Labour have said they will take action against Margaret Hodge after she called Labour leader Jeremy Corbyn “an anti-Semitic racist”.

Dame Margaret Hodge, the former chair of the public accounts committee, approached Corbyn behind the Speaker’s chair as MPs took part in a series of votes on Brexit on Tuesday.

Friends of Hodge denied reports she swore at the Labour leader, but acknowledged she had called him “an anti-Semitic racist”.

They added that when Corbyn protested, she replied: “It is not what you say but what you do, and by your actions you have shown you are an anti-Semitic racist.” Hodge also said it was actions like this that made people like her not welcome in the party.

One Labour MP said: “She went to him and he just stood there and took it. She was furious.”

A spokesman for the Labour leader said Hodge’s comments were “clearly unacceptable” and that disciplinary action would be taken against the MP. He declined to reveal the precise nature of the action being brought against the Barking MP, who is herself Jewish.

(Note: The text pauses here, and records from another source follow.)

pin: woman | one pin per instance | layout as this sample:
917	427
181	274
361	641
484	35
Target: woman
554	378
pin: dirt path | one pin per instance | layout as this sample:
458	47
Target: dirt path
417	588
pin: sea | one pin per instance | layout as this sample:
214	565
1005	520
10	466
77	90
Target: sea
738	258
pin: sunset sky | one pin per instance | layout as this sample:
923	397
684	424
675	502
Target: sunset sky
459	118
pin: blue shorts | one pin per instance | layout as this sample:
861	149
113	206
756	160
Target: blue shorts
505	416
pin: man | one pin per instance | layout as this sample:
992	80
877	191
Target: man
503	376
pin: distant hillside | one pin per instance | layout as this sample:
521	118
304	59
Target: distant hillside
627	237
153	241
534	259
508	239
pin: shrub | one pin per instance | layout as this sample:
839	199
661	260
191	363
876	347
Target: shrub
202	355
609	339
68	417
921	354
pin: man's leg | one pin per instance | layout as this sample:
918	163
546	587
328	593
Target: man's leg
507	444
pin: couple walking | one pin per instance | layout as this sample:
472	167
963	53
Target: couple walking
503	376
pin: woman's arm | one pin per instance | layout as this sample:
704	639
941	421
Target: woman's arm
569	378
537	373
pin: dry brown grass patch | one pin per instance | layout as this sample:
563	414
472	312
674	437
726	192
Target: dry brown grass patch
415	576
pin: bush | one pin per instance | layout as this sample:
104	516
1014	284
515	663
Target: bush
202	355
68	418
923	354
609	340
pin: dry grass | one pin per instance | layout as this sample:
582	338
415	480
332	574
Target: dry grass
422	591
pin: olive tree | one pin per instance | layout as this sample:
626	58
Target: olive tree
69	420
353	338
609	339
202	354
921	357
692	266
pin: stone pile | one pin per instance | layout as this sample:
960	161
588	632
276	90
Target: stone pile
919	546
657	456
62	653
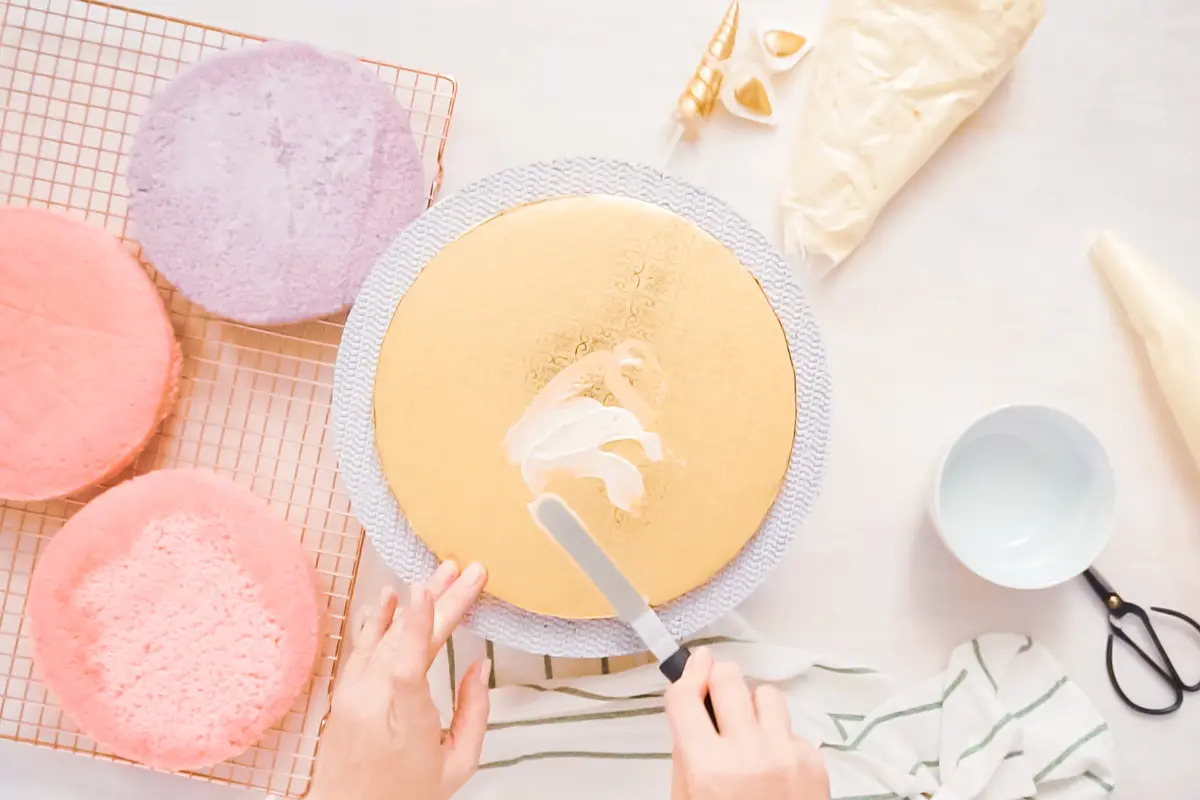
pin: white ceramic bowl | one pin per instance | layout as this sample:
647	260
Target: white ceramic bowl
1025	497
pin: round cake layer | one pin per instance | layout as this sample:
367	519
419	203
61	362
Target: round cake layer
264	182
631	306
88	362
175	618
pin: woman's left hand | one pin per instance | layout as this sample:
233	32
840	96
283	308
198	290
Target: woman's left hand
384	738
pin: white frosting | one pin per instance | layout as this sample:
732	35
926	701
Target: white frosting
1167	319
564	432
894	78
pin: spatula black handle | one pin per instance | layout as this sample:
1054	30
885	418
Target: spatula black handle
673	671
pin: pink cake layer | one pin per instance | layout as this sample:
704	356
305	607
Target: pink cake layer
88	359
175	618
267	181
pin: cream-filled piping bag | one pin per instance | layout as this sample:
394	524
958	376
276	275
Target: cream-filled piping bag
893	79
1168	322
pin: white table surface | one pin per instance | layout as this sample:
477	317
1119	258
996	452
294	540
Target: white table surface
972	292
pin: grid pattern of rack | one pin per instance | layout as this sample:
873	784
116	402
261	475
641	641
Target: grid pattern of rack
253	403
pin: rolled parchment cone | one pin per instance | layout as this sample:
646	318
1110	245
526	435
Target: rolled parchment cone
696	102
893	79
1168	322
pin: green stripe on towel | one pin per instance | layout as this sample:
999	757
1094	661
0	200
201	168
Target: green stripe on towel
579	717
901	713
1083	740
975	645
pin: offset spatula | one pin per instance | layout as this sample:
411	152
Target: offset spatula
631	608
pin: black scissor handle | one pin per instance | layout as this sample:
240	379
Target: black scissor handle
1185	618
672	668
1165	671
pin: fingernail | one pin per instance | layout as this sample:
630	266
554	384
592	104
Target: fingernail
474	573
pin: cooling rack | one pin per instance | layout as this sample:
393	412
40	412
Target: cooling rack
253	403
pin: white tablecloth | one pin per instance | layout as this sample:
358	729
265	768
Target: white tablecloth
972	292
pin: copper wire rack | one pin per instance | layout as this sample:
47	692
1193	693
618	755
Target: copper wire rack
253	403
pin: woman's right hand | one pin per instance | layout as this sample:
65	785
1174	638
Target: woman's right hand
755	755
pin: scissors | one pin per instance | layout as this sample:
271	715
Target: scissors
1164	668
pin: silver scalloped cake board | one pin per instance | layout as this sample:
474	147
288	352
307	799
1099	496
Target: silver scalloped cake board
358	359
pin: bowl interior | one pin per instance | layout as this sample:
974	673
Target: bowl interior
1026	497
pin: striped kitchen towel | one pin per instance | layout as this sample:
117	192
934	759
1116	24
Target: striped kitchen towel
1002	722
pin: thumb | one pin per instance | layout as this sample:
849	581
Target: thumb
465	741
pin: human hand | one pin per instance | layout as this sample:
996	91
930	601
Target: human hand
383	738
755	755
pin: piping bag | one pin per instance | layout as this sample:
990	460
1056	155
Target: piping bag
894	78
1167	320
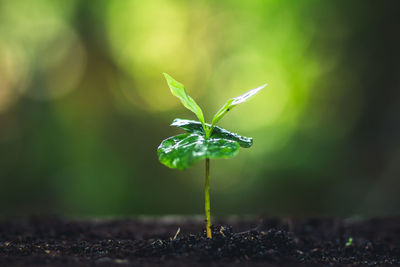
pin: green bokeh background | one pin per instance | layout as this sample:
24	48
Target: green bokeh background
84	105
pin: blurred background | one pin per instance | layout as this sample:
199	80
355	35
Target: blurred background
84	105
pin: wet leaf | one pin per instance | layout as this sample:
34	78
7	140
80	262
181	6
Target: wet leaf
233	102
217	132
179	91
182	151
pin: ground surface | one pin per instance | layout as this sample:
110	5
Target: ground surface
236	242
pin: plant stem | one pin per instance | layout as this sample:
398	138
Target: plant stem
207	199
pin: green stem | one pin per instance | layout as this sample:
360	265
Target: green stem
207	199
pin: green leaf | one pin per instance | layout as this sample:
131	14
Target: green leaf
217	132
182	151
233	102
179	91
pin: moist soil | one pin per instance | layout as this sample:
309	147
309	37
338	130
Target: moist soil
236	242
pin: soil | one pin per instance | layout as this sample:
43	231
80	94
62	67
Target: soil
235	242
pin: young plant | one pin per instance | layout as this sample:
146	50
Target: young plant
202	140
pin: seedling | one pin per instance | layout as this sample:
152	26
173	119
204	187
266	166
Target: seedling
202	140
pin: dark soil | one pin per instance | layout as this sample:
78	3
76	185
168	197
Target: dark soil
246	242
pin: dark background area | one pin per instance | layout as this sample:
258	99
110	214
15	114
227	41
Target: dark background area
84	105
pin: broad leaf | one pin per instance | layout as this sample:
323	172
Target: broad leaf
217	132
233	102
182	151
179	91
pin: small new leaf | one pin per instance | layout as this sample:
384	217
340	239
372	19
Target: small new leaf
184	150
233	102
178	90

But he said that it would be taken under parliamentary Labour party procedures requiring MPs to behave in a “respectful” way towards colleagues and not to “bring the party into disrepute”.

In response, the Labour MP Wes Streeting accused the party of “hypocrisy”, arguing that it was penalising Hodge while not doing enough about allegations of antisemitism.

Streeting also took a swipe at labour, tweeting, “I’m assuming by ‘action’ our ‘senior Labour source’ means a fulsome apology to Margaret and the Jewish community for the flagrant disregard shown for their conerns…”

Hodge was reacting to the Labour National Executive Committee’s decision to adopt a new definition of anti-Semitism. However, they rejected four points of the IHRA definition, which has been adopted by 31 countries and is widely accepted by the Jewish community, and removed all anti-Semitic attitudes around Israel. Labour’s actions have been roundly critised by all major Jewish organisations in the UK.